Even if some patients' partners are experiencing discomfort, it looks like the implant has improved some men's performance. One patient explained that his implant "gave me this crazy amount of stamina. Like, I can go for two hours. And I have more control over my orgasms. I mean, I can be going like a Mack truck and still hold back." The implant saved another couple's marriage, turning the man — who had previously experienced bouts of erectile dysfunction due to feelings of inadequacy — into a "sexual maniac."
The river runs so much deeper than we think. Nearly every patient spoken to about this procedure mentioned feeling a lack of confidence, adding that their new size not only attracts the women but also brings more respect from the men. (Make note: Feelings of inadequacy manifested physically as erectile dysfunction!)
But still, I can't get my mind off the wife who isn't enjoying her husband's new size.
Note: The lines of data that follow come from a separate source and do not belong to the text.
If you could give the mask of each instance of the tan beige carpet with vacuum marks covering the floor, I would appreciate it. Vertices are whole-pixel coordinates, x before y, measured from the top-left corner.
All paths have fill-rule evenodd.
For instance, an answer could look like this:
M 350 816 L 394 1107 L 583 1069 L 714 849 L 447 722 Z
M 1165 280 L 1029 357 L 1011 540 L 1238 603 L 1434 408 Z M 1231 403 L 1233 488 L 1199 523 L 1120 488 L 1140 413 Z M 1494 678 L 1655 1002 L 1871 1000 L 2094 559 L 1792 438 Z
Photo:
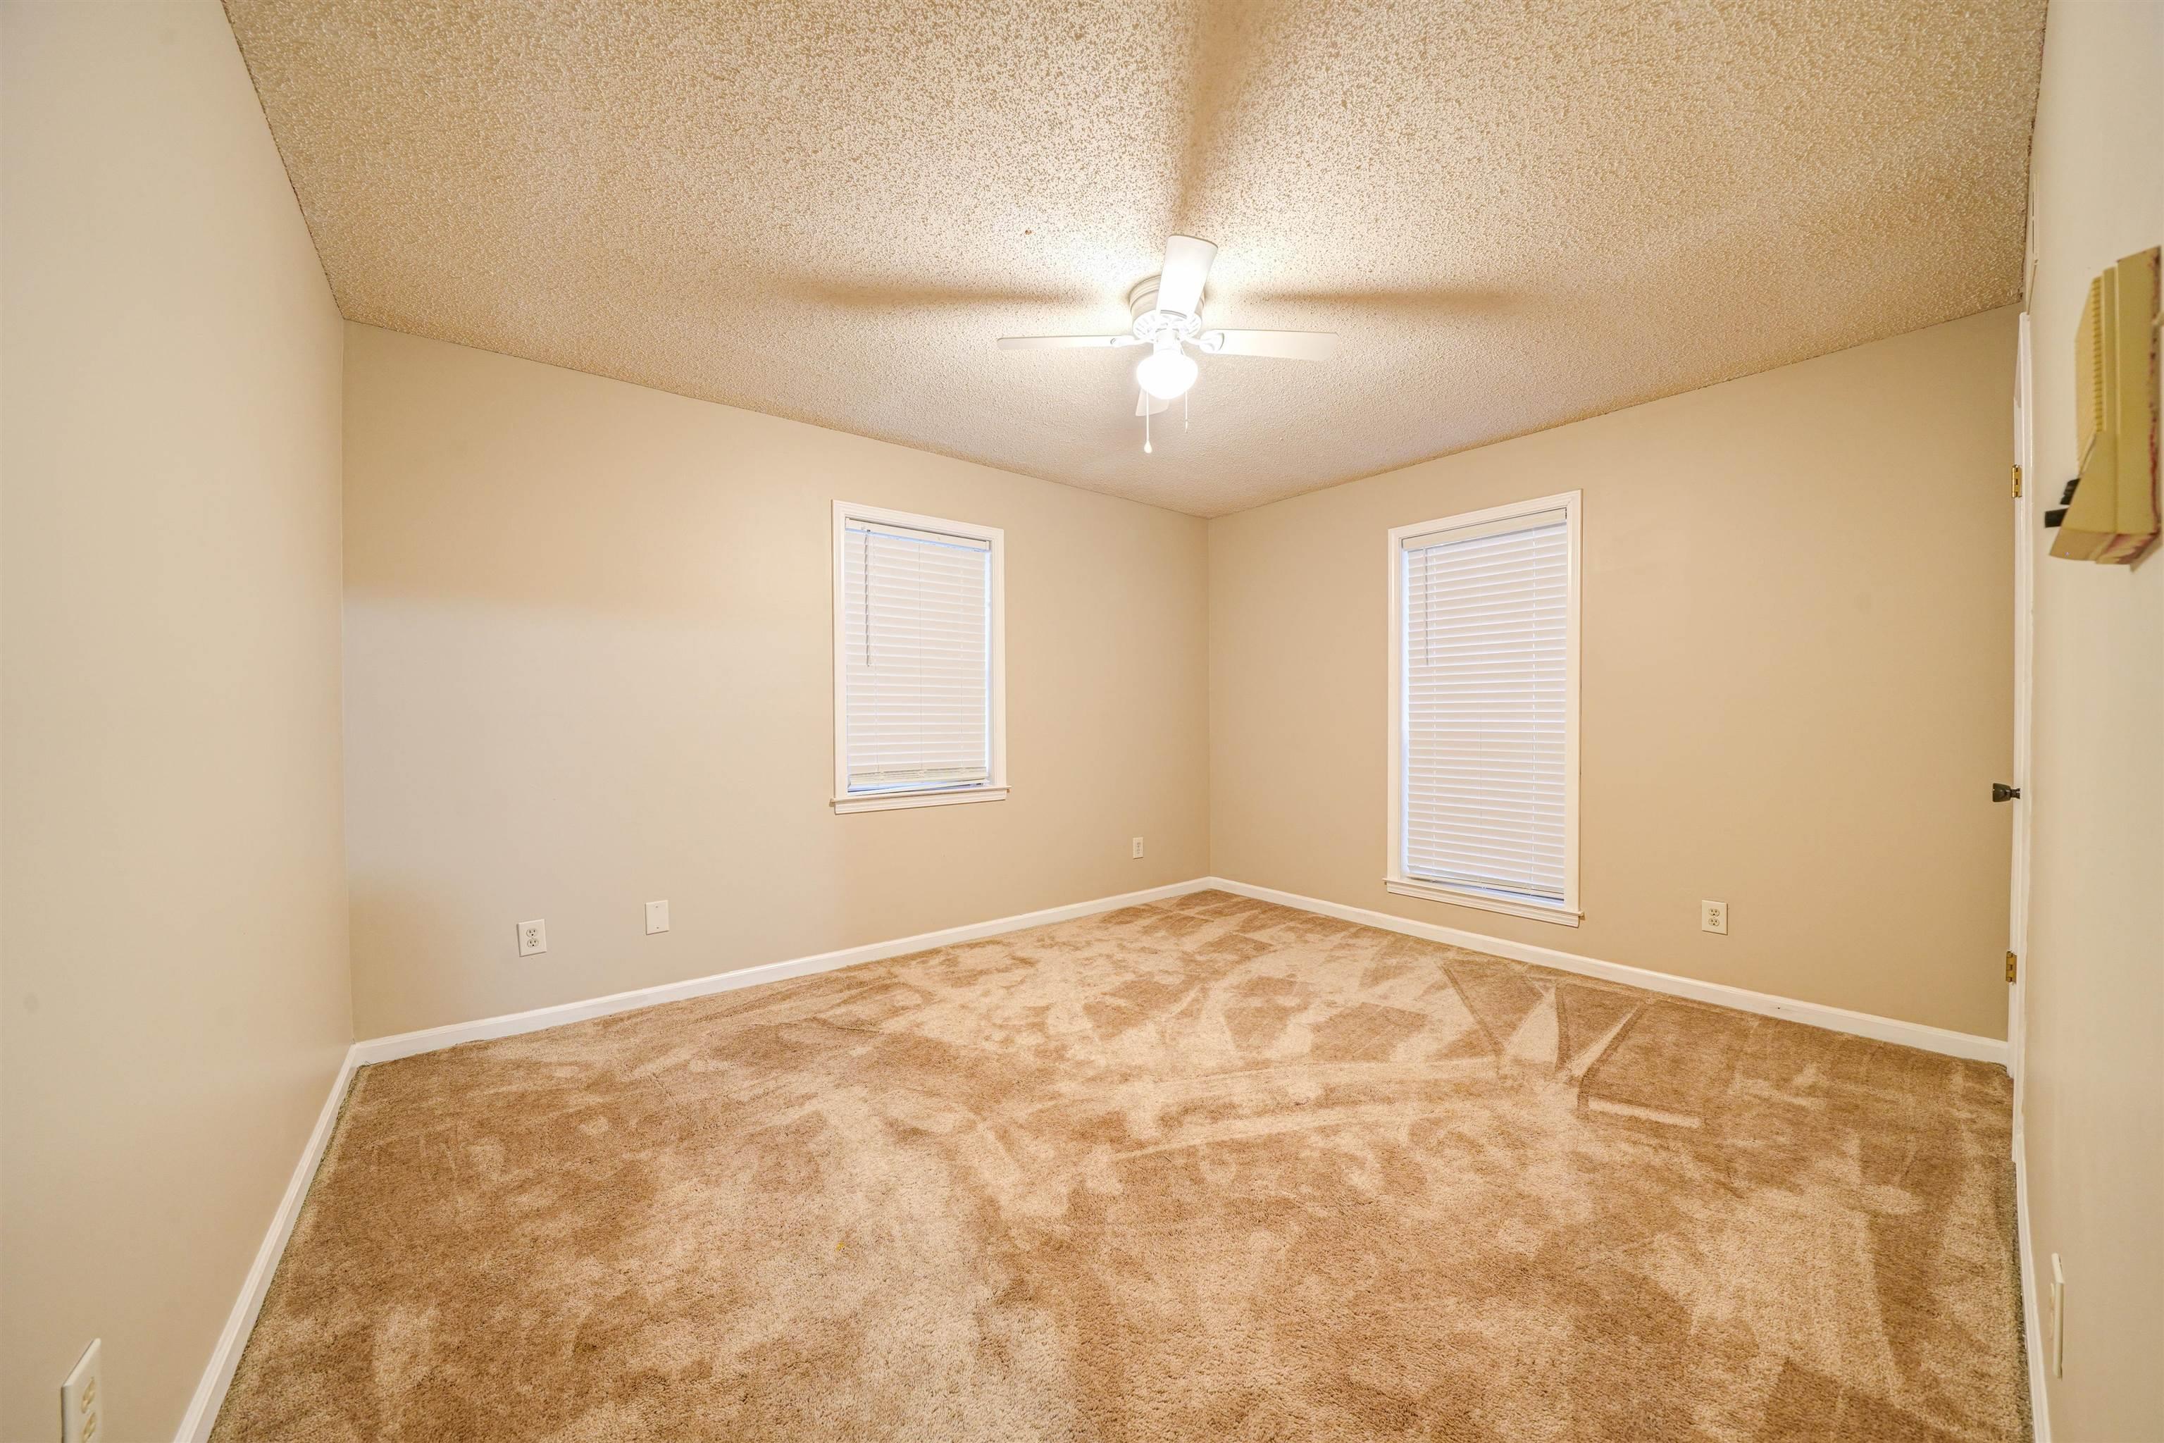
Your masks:
M 366 1069 L 216 1439 L 2019 1439 L 2000 1069 L 1203 891 Z

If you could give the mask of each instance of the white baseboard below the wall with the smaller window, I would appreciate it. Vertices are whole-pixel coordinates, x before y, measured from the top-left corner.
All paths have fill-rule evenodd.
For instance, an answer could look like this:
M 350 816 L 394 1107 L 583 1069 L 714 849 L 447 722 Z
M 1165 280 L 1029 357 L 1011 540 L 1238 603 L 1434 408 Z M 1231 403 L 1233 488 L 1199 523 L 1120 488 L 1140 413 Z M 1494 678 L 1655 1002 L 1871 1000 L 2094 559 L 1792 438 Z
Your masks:
M 353 1051 L 359 1056 L 364 1067 L 368 1062 L 390 1062 L 394 1058 L 411 1058 L 422 1051 L 457 1047 L 459 1043 L 480 1043 L 491 1036 L 541 1032 L 543 1028 L 560 1028 L 571 1021 L 586 1021 L 589 1017 L 608 1017 L 610 1012 L 632 1012 L 662 1002 L 682 1002 L 686 997 L 736 991 L 738 987 L 757 987 L 760 982 L 803 978 L 814 971 L 833 971 L 837 967 L 855 967 L 857 963 L 876 963 L 887 956 L 928 952 L 931 948 L 952 948 L 959 941 L 976 941 L 980 937 L 998 937 L 1000 932 L 1019 932 L 1030 926 L 1071 922 L 1073 917 L 1119 911 L 1121 906 L 1136 906 L 1140 902 L 1162 902 L 1164 898 L 1186 896 L 1210 885 L 1212 883 L 1205 878 L 1169 883 L 1145 891 L 1125 891 L 1117 898 L 1045 906 L 1034 913 L 1017 913 L 1013 917 L 995 917 L 991 922 L 972 922 L 967 926 L 950 926 L 939 932 L 896 937 L 894 941 L 868 941 L 861 948 L 842 948 L 840 952 L 818 952 L 814 956 L 792 956 L 781 963 L 716 971 L 686 982 L 662 982 L 660 987 L 641 987 L 628 993 L 610 993 L 608 997 L 589 997 L 586 1002 L 563 1002 L 550 1008 L 535 1008 L 530 1012 L 509 1012 L 504 1017 L 483 1017 L 478 1021 L 454 1021 L 444 1028 L 424 1028 L 422 1032 L 398 1032 L 355 1043 Z

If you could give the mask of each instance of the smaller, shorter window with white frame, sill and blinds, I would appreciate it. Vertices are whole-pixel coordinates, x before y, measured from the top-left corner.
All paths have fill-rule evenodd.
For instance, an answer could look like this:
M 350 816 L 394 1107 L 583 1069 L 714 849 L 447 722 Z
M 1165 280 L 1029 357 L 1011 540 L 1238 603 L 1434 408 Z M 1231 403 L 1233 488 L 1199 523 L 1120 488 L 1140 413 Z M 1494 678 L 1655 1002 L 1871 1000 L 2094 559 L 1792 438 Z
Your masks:
M 1006 796 L 1002 541 L 835 502 L 835 811 Z

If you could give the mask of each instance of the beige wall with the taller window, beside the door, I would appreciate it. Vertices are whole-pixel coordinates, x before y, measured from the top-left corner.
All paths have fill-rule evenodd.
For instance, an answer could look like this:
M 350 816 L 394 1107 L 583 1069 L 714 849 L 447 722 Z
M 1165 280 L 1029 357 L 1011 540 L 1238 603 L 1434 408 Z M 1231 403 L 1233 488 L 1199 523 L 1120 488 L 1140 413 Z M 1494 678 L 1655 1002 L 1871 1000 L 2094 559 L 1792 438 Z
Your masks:
M 1216 872 L 2004 1036 L 2013 342 L 1974 316 L 1212 521 Z M 1569 489 L 1584 926 L 1389 896 L 1385 532 Z

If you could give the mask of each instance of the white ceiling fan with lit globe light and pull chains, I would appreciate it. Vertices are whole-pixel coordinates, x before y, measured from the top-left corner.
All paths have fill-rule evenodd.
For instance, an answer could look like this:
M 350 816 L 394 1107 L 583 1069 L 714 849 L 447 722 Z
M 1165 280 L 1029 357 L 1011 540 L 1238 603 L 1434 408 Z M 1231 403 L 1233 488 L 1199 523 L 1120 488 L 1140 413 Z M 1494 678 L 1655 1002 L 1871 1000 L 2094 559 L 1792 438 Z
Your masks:
M 1164 270 L 1127 292 L 1134 327 L 1121 335 L 1002 335 L 1000 350 L 1067 350 L 1086 346 L 1149 346 L 1134 368 L 1143 387 L 1134 413 L 1143 418 L 1143 450 L 1149 450 L 1149 418 L 1188 394 L 1199 366 L 1188 346 L 1203 355 L 1272 355 L 1288 361 L 1327 361 L 1337 350 L 1335 331 L 1218 331 L 1203 329 L 1203 281 L 1216 247 L 1195 236 L 1164 242 Z

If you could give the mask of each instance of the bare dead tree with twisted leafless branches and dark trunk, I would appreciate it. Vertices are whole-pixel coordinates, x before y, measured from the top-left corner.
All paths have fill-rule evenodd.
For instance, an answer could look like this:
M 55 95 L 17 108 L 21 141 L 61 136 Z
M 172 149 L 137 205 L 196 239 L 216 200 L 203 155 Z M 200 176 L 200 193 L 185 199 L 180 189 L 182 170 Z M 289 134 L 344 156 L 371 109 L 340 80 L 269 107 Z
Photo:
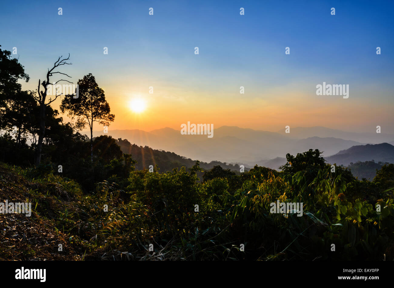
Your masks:
M 53 74 L 62 74 L 65 75 L 69 78 L 71 78 L 71 76 L 68 76 L 65 73 L 62 72 L 58 72 L 58 71 L 54 71 L 56 68 L 58 68 L 61 65 L 71 65 L 72 63 L 67 63 L 67 60 L 70 60 L 70 54 L 69 57 L 62 59 L 63 56 L 60 56 L 58 58 L 58 60 L 54 63 L 52 69 L 49 70 L 48 68 L 48 72 L 46 73 L 46 80 L 44 80 L 41 83 L 41 79 L 38 80 L 38 90 L 37 90 L 37 95 L 35 96 L 35 100 L 37 100 L 38 104 L 39 104 L 39 133 L 38 133 L 38 141 L 37 141 L 37 147 L 36 147 L 36 151 L 35 151 L 35 165 L 38 166 L 41 163 L 41 155 L 42 155 L 42 148 L 43 148 L 43 140 L 44 140 L 44 136 L 45 136 L 45 121 L 46 121 L 46 107 L 48 105 L 50 105 L 50 103 L 54 102 L 59 96 L 61 96 L 60 93 L 58 94 L 57 90 L 55 89 L 55 97 L 52 99 L 52 97 L 49 98 L 49 100 L 46 102 L 46 96 L 47 96 L 47 92 L 48 92 L 48 86 L 50 85 L 50 81 L 49 78 L 51 76 L 53 76 Z M 64 80 L 64 79 L 60 79 L 59 81 L 56 81 L 56 83 L 54 83 L 54 86 L 56 88 L 56 84 L 59 83 L 60 81 L 66 81 L 69 83 L 72 83 L 68 80 Z M 42 85 L 44 87 L 44 90 L 40 91 L 40 85 Z M 51 95 L 52 96 L 52 95 Z

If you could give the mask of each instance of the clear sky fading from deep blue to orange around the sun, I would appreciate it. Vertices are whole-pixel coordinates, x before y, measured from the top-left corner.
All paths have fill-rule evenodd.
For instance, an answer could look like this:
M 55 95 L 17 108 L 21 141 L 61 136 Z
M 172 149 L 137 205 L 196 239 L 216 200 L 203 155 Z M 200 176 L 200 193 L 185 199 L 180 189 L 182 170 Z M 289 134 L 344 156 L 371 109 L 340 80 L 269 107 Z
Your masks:
M 0 7 L 1 48 L 17 47 L 13 57 L 30 76 L 22 88 L 37 89 L 58 57 L 70 54 L 72 65 L 58 71 L 74 83 L 95 76 L 115 114 L 109 129 L 180 129 L 190 121 L 265 131 L 374 132 L 379 125 L 394 133 L 393 1 L 22 0 Z M 348 84 L 349 98 L 316 95 L 323 82 Z M 144 103 L 142 112 L 133 99 Z

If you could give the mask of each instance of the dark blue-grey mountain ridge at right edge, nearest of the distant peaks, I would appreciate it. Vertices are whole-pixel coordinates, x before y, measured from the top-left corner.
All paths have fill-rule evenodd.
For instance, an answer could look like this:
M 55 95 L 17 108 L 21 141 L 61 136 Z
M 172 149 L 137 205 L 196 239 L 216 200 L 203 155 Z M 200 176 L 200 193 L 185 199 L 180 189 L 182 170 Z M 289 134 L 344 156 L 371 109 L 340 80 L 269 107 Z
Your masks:
M 325 157 L 330 164 L 348 166 L 351 162 L 372 161 L 394 163 L 394 146 L 388 143 L 353 146 L 335 155 Z

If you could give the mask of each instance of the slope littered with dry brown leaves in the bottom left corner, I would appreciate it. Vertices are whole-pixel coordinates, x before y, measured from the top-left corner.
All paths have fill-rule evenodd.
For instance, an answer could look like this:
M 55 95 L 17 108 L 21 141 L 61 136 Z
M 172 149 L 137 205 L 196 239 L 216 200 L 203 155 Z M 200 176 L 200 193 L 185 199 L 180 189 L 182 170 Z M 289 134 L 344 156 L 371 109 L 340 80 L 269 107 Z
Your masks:
M 7 166 L 0 166 L 0 201 L 32 202 L 33 212 L 30 217 L 16 213 L 0 214 L 0 259 L 82 259 L 82 247 L 69 242 L 69 237 L 56 228 L 53 217 L 56 216 L 56 211 L 69 201 L 70 196 L 67 192 L 61 191 L 60 187 L 54 184 L 48 186 L 28 181 L 17 173 L 18 171 L 10 170 Z M 45 212 L 34 210 L 37 202 L 39 205 L 42 204 Z M 58 251 L 59 244 L 62 245 L 63 251 Z

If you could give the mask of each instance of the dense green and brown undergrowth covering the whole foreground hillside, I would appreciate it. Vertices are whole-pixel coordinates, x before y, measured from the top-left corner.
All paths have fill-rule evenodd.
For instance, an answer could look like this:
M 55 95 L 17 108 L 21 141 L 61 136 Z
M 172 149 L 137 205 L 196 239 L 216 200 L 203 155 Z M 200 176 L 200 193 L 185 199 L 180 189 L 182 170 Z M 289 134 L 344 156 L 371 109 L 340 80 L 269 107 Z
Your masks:
M 331 172 L 318 150 L 287 160 L 283 172 L 255 166 L 234 175 L 217 166 L 202 182 L 198 162 L 190 171 L 131 169 L 125 188 L 104 180 L 89 193 L 50 167 L 1 164 L 1 201 L 30 201 L 33 213 L 1 215 L 0 257 L 394 259 L 394 165 L 370 182 L 341 167 Z M 302 202 L 303 215 L 270 213 L 277 200 Z

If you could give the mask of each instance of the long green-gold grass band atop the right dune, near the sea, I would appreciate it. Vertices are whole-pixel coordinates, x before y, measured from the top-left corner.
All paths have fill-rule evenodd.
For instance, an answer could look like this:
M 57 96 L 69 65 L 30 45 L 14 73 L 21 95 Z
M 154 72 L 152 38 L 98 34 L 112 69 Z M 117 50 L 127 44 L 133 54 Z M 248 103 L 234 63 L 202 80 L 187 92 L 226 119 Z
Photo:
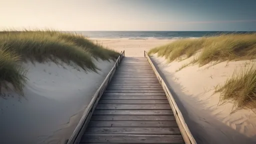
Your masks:
M 148 54 L 157 53 L 168 62 L 185 55 L 186 58 L 200 51 L 195 62 L 204 65 L 210 61 L 252 59 L 256 57 L 255 34 L 222 34 L 195 39 L 179 39 L 169 44 L 155 47 Z

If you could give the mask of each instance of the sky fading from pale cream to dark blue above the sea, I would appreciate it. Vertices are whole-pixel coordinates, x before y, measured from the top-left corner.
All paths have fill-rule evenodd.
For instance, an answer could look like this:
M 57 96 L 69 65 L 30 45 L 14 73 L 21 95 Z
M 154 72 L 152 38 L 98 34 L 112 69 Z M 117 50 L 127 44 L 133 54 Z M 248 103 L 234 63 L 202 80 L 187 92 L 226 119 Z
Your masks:
M 256 31 L 256 0 L 0 0 L 0 30 Z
Because I don't have a penis, I asked my boyfriend if he thought it was worth it to get surgically enhanced if it makes sex difficult afterward. "Well, I don't think it's worth it, unless you're in the adult industry and you use your penis for your job. I can also see the advantage when you're too small and it makes you feel self conscious and you can't really satisfy your partner." Ah, there we have it.
With so many men thinking their packages are less than average (nearly half of them), does their penis size need to change, or does our perception of it need to? Similar to how women are fighting for people to quit criticizing their own body weight and shape, is it perhaps time that we stop classifying men based on what's hanging between their legs? Why is a person's "manhood" based on how long and thick he is, instead of what kind of human being he is? If someone placed my worth on the size of my tatas, I'd be livid (and in big trouble). While it's amazing that this procedure is available, maybe the bigger concern should be why so many men feel they don't measure up — and what we can all do about it.